Przypomina, że przed wyjazdem pojawiały się obawy, jak „pancerny kardynał”, jak zwykło się mawiać o Josephie Ratzingerze, poradzi sobie w kontaktach z młodzieżą. I okazało się, że wszystko poszło świetnie.
Sydney – gościnność Polonii
– Już w Kolonii wiedzieliśmy z grupą przyjaciół, która ciągle rosła, że polecimy na następne Dni do Sydney, do Australii. Czekały nas długie przygotowania pod przewodnictwem ks. Pawła Kubaniego.
– Ujęła nas gościnność Polonii. Znowu świetna organizacja. My, pielgrzymi, czuliśmy wielką troskę i ze strony mieszkających tam Polaków, i Australijczyków. Papież Benedykt XVI ujął wszystkich, a hasło tamtych ŚDM: „Gdy Duch Święty zstąpi na was, otrzymacie Jego moc i będziecie moimi świadkami”, towarzyszyło nam przez kolejne lata – mówi pan Piotr.
W Sydney podczas ŚDM ślub wzięła para polskich pielgrzymów. Poznali się w Kolonii i obiecali sobie, że jeśli ich związek przetrwa, to pobiorą się za trzy lata, na kolejnych Dniach. I tak też się stało.

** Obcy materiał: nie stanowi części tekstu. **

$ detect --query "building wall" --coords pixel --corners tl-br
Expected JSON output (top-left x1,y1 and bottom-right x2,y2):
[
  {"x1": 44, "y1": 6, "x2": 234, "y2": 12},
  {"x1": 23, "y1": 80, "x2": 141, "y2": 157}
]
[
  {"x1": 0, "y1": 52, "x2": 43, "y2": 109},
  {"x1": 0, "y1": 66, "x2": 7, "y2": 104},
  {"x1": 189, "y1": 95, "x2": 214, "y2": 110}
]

ŚDM w Rio de Janeiro (fot. achiwum prywatne)
Madryt – hiszpański temperament
– Do Madrytu pojechaliśmy tylko na trzy dni, zorganizowałem ośmioosobową grupkę. Dołączyliśmy tam do grupy ks. Pawła Kubaniego. Madryt to była wielka radość, entuzjazm, wszystkim udzielał się optymizm i temperament gościnnych, bardzo zaangażowanych Hiszpanów – opowiada pan Piotr.
Jak dodaje, także w stolicy Hiszpanii pielgrzymi przeżyli burzę podczas nocnego czuwania. – W Madrycie pierwszy raz zacząłem się na poważnie przyglądać pracy wolontariuszy. Odebrali nas prosto z samolotu, wskazali drogę, cały czas służyli pomocą – opowiada pan Piotr.
Pierwsze spotkanie z Franciszkiem
– W Madrycie Benedykt XVI ogłosił, że następne spotkanie będzie w Rio de Janeiro. Znowu czekała nas długa wyprawa. I spotkanie z nowym papieżem. Byliśmy go bardzo ciekawi. Do Rio de Janeiro lecieliśmy z wielkim entuzjazmem, przecież mieliśmy odwiedzić kontynent, z którego pochodzi papież. Spotkania zdominowała młodzież z krajów Ameryki Południowej, z Polski było nas między dwa a trzy tysiące – wspomina pan Piotr.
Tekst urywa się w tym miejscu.